Note: This article is a sidebar to this issue’s feature story.

Shawn Regnerus is a native Montanan, a hunter, angler, hiker and a former lover of dirt bikes. Regnerus, 30, grew up in rural Amsterdam, near Bozeman, where his father worked as a high school teacher. He later studied law at the University of Montana and clerked for a district judge in Libby.

It was an experience in the early 1990s that turned Regnerus against off-road vehicles. He had hiked 15 miles into the Gravelly Mountains in the Beaverhead National Forest for the autumn elk hunt. Ever since he was a kid, his favorite ritual had been to scout the high ridgelines with his father and family friends, watching the sun rise and set in complete peace and isolation. Bagging an elk was almost secondary to the tradition of going afield.

That year the silence was broken by ORVs racing through the creek bottoms, spooking animals and leaving treadmarks and ruts across meadows.

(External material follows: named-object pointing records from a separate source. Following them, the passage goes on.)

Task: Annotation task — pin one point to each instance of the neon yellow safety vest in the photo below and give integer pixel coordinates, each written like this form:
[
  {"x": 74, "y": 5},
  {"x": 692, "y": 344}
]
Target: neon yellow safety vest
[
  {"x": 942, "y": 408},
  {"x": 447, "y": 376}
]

On some weekends, he encountered 15 or 20 motorized hunters, some of them arriving Sunday mornings around dawn, shooting an elk and heading home in time to catch the football game on TV.

“I’m not angry, so much as I feel sadness and disappointment,” Regnerus says. “Here was an area I had been going into my whole life and the character of the experience changed. It was ruined, if you want to know the truth.”

After being flooded with complaints, Beaverhead Forest Supervisor Mark Petroni restricted ORVers to established trails and eventually banned ORV use in the fall. But on other forests in the Northern Rockies, Regnerus says ORVS still run rampant.

Last fall, Regnerus joined the Bozeman-based Predator Project, which recently changed its name to the Predator Conservation Alliance, as the head of the Roads Scholars Project. The project was born in the early 1990s to study road density in grizzly bear recovery zones near Yellowstone National Park and in northern Idaho, Montana and northeastern Washington.

Researchers found that the Forest Service had done a pretty good job of closing roads to protect the bears, says Regnerus, but ORV riders were using the roads anyway.

Last summer, Regnerus organized work parties to help the Forest Service make closed roads impassable. Volunteers dragged rocks and timber across roads and helped mulch and plant trees. Roads Scholars also puts out a brochure that helps citizens report ORV violations.

Regnerus says his biggest challenge has been getting roads into the spotlight.

“The Blue Ribbon Coalition has been very good at mobilizing people by highlighting a threat, which is the potential loss of their riding privileges,” he says, but conservationists have been slow to catch on. “There’s been very little substantively in Backpacker or Outside, but pick up any snowmobile magazine or publication with a wise-use audience and every issue has an article or fiery letter to the editor.”

“The reason that quiet trail users haven’t been mobilized is they have taken the trails for granted,” Regnerus says. “But advocates of quiet trails need to become political. Otherwise, they are going to lose a lot of the trails they love to motorized use.”

This article appeared in the print edition of the magazine with the headline A convert to conservation.